Every presidential election engages us to confront our current state of affairs and informs the image of our future. What we often fail to consider, with great fault, is how our individual views speak collectively of our political and social condition.

I am the daughter of an extraordinary man who experienced the oppressive communist regime of the former Czechoslovakia. Chased by the Soviet reaction to the Prague Spring, my father and his family emigrated to Switzerland in August 1968.

My paternal grandmother survived the immense atrocities of the Holocaust; she was liberated from Theresienstadt (Terezin), a Jewish ghetto lodged in the region of Bohemia, on May 5, 1945.

Over the past few years, my father has been tirelessly researching and meeting Holocaust survivors all over the world, including those who personally knew my grandmother while subjugated by the Nazis. His commitment to understand the history of his mother’s family and that of his Jewish heritage encourages me to contribute to this collective voice.
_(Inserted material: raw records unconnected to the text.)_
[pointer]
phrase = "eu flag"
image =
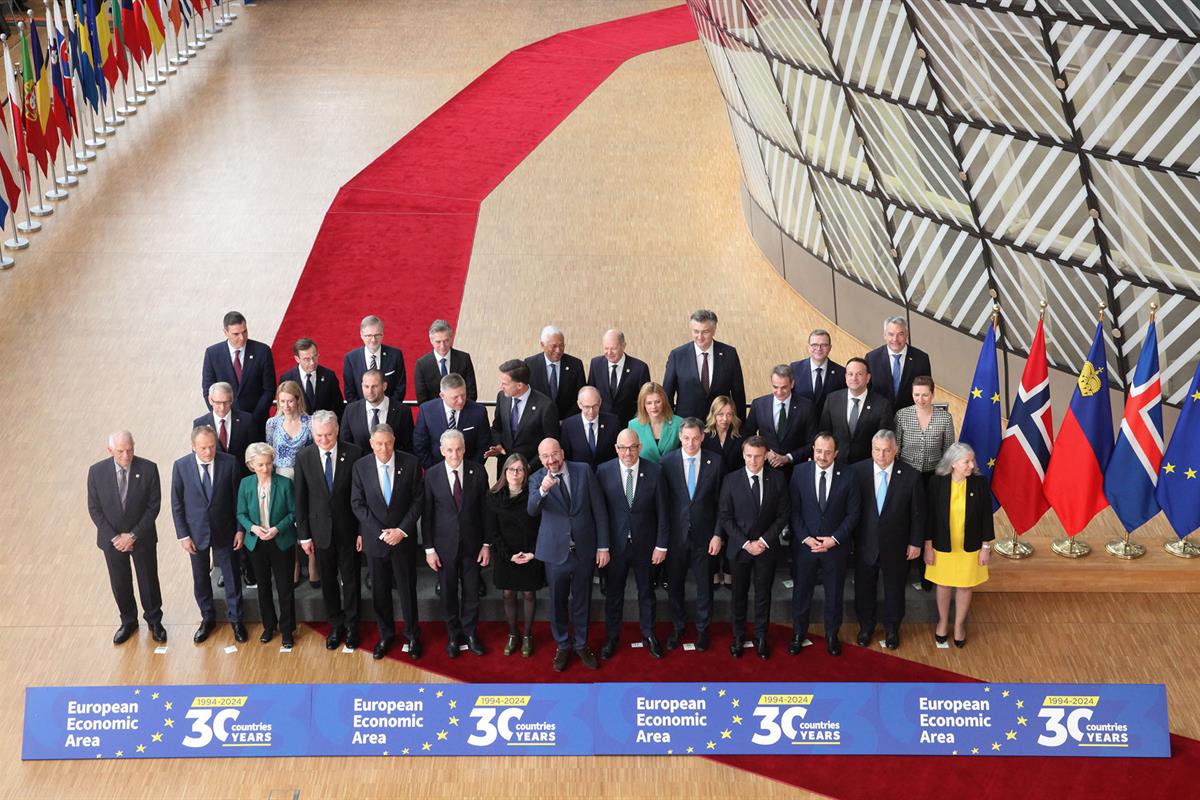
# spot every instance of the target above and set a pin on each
(981, 425)
(1179, 481)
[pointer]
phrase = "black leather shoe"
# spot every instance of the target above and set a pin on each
(124, 632)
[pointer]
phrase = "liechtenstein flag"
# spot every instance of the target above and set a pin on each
(1132, 473)
(1074, 481)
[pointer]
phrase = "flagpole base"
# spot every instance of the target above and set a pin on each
(1069, 547)
(1182, 548)
(1013, 548)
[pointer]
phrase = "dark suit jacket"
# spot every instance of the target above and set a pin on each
(840, 516)
(879, 361)
(427, 376)
(874, 416)
(693, 518)
(209, 523)
(571, 379)
(391, 364)
(143, 498)
(586, 519)
(431, 423)
(322, 516)
(834, 378)
(325, 389)
(444, 527)
(646, 521)
(256, 391)
(635, 376)
(682, 380)
(742, 523)
(886, 536)
(979, 525)
(357, 427)
(539, 420)
(575, 439)
(375, 515)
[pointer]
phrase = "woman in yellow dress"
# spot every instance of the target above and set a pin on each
(959, 540)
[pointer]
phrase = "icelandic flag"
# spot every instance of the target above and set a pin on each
(1074, 483)
(1132, 474)
(1029, 439)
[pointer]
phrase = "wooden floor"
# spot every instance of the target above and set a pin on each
(210, 199)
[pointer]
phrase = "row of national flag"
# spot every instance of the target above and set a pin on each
(1086, 468)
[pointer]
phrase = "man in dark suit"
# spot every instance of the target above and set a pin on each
(373, 355)
(591, 435)
(819, 376)
(377, 408)
(785, 420)
(204, 506)
(327, 522)
(555, 373)
(889, 534)
(523, 415)
(825, 513)
(703, 370)
(319, 384)
(894, 364)
(245, 365)
(691, 479)
(853, 414)
(755, 509)
(456, 531)
(387, 494)
(573, 541)
(124, 497)
(635, 495)
(453, 409)
(442, 361)
(618, 377)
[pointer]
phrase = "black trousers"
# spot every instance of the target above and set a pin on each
(273, 565)
(121, 566)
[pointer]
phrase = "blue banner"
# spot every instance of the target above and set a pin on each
(595, 719)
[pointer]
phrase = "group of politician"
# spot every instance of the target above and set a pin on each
(840, 467)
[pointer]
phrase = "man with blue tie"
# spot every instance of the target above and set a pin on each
(204, 506)
(573, 540)
(825, 512)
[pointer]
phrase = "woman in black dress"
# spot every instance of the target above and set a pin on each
(514, 567)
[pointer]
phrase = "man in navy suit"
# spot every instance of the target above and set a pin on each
(894, 364)
(457, 536)
(889, 534)
(703, 370)
(124, 498)
(817, 376)
(785, 420)
(825, 513)
(691, 480)
(442, 361)
(245, 365)
(635, 495)
(591, 435)
(555, 373)
(373, 355)
(755, 509)
(204, 506)
(318, 383)
(451, 410)
(618, 377)
(573, 540)
(387, 494)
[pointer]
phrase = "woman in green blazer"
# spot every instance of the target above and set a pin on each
(267, 513)
(655, 425)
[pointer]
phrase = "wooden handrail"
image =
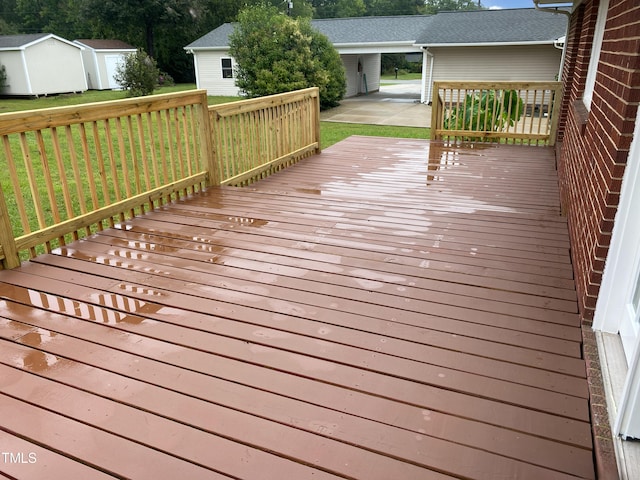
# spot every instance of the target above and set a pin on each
(71, 169)
(514, 112)
(254, 138)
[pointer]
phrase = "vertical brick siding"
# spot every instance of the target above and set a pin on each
(593, 154)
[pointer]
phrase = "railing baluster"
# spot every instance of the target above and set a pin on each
(478, 118)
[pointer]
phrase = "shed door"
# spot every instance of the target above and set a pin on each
(111, 62)
(628, 421)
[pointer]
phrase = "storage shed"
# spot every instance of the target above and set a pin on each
(41, 64)
(101, 58)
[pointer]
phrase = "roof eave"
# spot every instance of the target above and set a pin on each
(204, 49)
(485, 44)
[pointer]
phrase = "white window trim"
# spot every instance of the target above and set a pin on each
(598, 36)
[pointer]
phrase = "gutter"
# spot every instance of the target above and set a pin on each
(556, 11)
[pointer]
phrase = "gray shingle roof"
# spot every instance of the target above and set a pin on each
(404, 28)
(340, 30)
(483, 26)
(494, 26)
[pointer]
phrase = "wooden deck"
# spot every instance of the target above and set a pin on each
(364, 314)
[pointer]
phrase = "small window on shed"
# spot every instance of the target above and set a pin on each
(227, 69)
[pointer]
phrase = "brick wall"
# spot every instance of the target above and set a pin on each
(595, 144)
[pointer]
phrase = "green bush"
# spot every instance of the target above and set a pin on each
(138, 74)
(276, 54)
(486, 111)
(334, 88)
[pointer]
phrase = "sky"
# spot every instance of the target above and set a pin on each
(507, 3)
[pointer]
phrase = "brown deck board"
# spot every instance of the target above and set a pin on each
(360, 315)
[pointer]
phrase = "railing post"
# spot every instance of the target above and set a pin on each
(555, 114)
(435, 110)
(7, 240)
(207, 151)
(316, 118)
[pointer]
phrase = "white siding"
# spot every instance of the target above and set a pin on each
(91, 69)
(55, 67)
(501, 63)
(371, 68)
(17, 83)
(350, 63)
(209, 73)
(355, 80)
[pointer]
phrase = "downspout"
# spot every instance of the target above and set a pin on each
(425, 95)
(555, 11)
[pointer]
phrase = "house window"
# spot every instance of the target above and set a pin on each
(227, 69)
(595, 53)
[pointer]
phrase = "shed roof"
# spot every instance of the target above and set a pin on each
(105, 44)
(16, 42)
(524, 25)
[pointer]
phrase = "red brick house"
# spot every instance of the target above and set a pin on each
(598, 163)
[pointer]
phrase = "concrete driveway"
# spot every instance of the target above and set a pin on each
(397, 103)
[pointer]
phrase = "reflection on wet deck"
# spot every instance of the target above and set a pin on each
(387, 309)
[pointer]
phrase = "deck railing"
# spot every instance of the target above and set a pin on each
(66, 172)
(253, 138)
(513, 112)
(71, 171)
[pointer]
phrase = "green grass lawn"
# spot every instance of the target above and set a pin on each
(9, 104)
(331, 132)
(401, 76)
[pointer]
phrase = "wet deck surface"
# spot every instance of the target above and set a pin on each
(363, 315)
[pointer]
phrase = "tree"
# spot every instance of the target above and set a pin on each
(435, 6)
(338, 8)
(276, 53)
(328, 57)
(138, 74)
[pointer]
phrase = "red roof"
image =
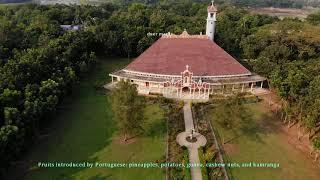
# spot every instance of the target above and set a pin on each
(169, 56)
(212, 8)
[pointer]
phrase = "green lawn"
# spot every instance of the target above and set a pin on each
(84, 130)
(266, 144)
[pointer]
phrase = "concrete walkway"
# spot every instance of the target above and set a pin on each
(192, 147)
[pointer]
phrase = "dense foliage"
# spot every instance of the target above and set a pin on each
(39, 62)
(287, 52)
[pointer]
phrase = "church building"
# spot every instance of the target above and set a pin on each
(188, 67)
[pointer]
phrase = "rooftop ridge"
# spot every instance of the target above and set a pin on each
(184, 35)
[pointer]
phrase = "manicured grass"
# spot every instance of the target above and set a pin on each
(265, 144)
(84, 130)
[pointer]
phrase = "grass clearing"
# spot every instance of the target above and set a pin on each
(84, 131)
(266, 145)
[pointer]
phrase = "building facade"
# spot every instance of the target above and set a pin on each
(188, 67)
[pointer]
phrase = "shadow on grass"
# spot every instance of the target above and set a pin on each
(82, 127)
(256, 129)
(155, 129)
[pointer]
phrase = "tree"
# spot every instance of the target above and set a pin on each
(127, 108)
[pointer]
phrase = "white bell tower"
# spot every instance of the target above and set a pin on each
(211, 21)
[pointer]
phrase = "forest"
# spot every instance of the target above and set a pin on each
(40, 63)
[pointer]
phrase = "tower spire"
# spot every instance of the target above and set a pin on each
(211, 20)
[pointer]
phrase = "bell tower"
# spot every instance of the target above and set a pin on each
(211, 21)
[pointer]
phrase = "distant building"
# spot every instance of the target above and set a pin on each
(188, 67)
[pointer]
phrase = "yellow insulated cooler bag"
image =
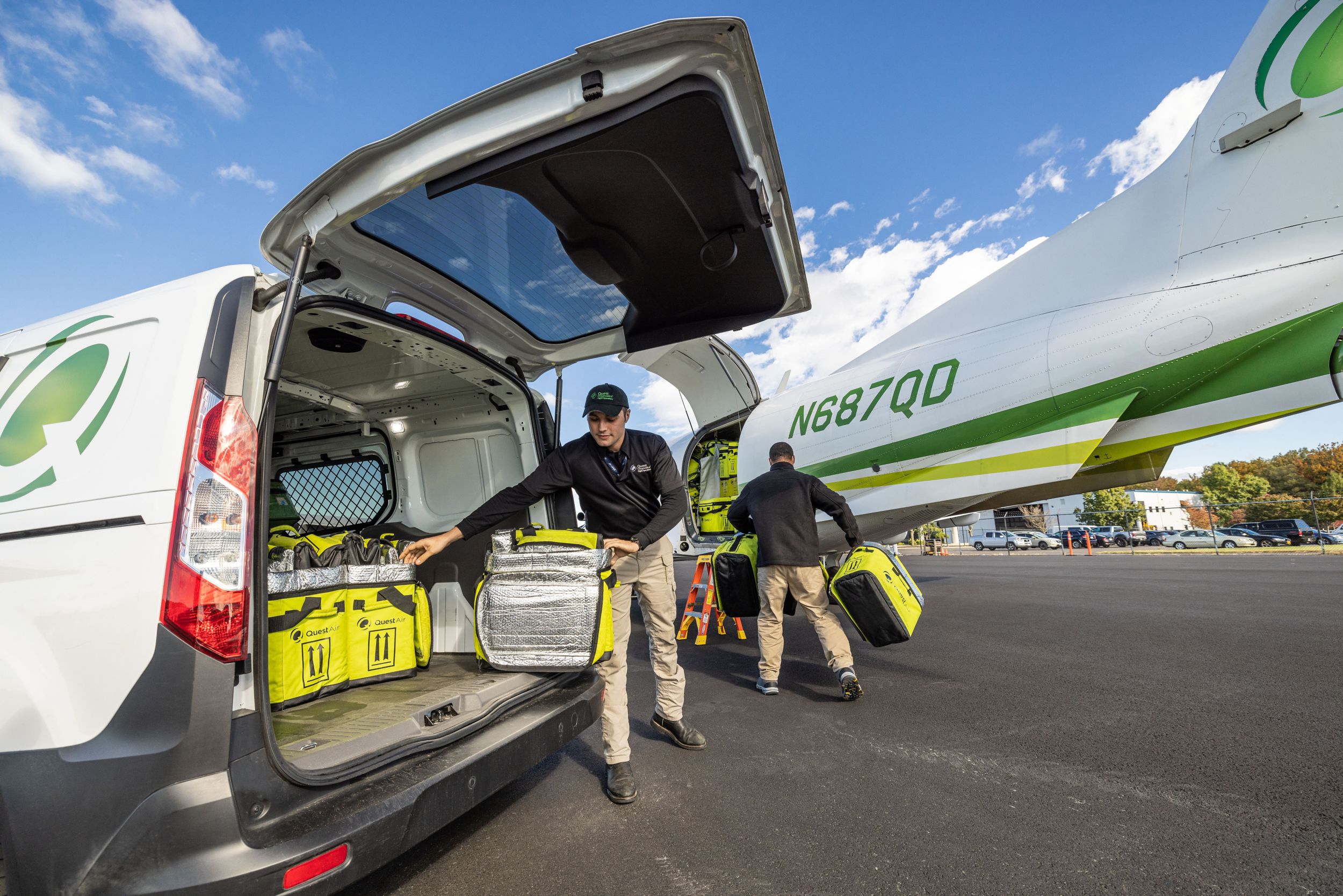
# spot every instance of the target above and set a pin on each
(735, 577)
(713, 518)
(305, 648)
(380, 632)
(877, 594)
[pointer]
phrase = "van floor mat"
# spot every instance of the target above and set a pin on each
(345, 726)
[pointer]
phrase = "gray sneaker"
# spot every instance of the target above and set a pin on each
(769, 688)
(849, 685)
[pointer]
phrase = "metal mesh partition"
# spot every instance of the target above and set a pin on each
(337, 495)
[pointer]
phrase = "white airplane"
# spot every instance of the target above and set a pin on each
(1204, 299)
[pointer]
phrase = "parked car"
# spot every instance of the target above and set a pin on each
(1080, 534)
(1207, 539)
(1010, 540)
(1113, 532)
(1261, 539)
(1295, 531)
(1041, 540)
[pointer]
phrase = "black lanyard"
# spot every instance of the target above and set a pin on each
(617, 471)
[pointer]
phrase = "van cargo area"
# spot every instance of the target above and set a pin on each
(390, 430)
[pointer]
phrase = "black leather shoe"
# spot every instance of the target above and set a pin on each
(619, 784)
(681, 734)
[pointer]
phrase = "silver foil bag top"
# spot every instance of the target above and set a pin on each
(538, 621)
(567, 562)
(320, 578)
(379, 574)
(501, 542)
(324, 578)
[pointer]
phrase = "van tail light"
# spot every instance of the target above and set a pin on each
(316, 867)
(208, 557)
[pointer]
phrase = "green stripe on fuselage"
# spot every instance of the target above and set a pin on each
(1302, 350)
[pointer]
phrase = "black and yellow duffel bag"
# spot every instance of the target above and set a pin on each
(380, 632)
(735, 577)
(877, 594)
(305, 647)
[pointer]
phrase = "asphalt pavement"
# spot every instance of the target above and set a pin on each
(1111, 725)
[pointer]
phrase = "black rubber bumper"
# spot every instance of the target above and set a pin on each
(195, 837)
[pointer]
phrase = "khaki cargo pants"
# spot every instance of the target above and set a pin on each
(649, 572)
(809, 590)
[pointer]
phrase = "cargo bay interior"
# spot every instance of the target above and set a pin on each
(393, 431)
(711, 479)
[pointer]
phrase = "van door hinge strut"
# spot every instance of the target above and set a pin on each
(286, 310)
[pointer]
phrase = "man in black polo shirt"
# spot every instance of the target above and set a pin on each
(632, 495)
(781, 508)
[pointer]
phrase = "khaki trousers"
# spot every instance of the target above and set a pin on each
(651, 570)
(807, 586)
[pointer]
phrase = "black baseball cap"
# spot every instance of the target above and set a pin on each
(608, 398)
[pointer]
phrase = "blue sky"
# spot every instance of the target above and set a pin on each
(141, 141)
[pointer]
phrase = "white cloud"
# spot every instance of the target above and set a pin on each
(27, 156)
(1158, 135)
(141, 171)
(305, 66)
(149, 125)
(1051, 175)
(178, 52)
(807, 241)
(70, 19)
(100, 108)
(660, 407)
(246, 175)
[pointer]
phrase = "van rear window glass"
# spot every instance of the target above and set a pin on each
(342, 495)
(497, 245)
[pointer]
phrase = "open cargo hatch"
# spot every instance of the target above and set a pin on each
(712, 378)
(621, 199)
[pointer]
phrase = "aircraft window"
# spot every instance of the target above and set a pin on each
(499, 246)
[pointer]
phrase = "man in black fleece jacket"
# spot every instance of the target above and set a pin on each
(781, 508)
(633, 496)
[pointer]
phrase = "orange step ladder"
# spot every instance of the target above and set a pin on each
(702, 586)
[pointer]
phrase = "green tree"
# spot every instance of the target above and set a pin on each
(1223, 486)
(1110, 507)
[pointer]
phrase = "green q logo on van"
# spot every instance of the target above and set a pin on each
(58, 396)
(1319, 65)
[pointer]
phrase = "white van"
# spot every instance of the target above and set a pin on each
(626, 198)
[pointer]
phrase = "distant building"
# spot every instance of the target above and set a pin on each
(1164, 511)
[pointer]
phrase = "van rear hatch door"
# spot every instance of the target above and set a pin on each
(712, 378)
(625, 198)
It is these personal histories of survival that must urgently remind us what it means to be free in both our thoughts and actions, and to seek humility over intolerance.

This year marks the 71st year of my grandmother’s liberation – a day in which she was given back her life – a life that should have never been for the taking.

Nadia Fristensky

Brooklyn

Editor’s note: Nadia Fristensky is the daughter of Frank Fristensky of Durango.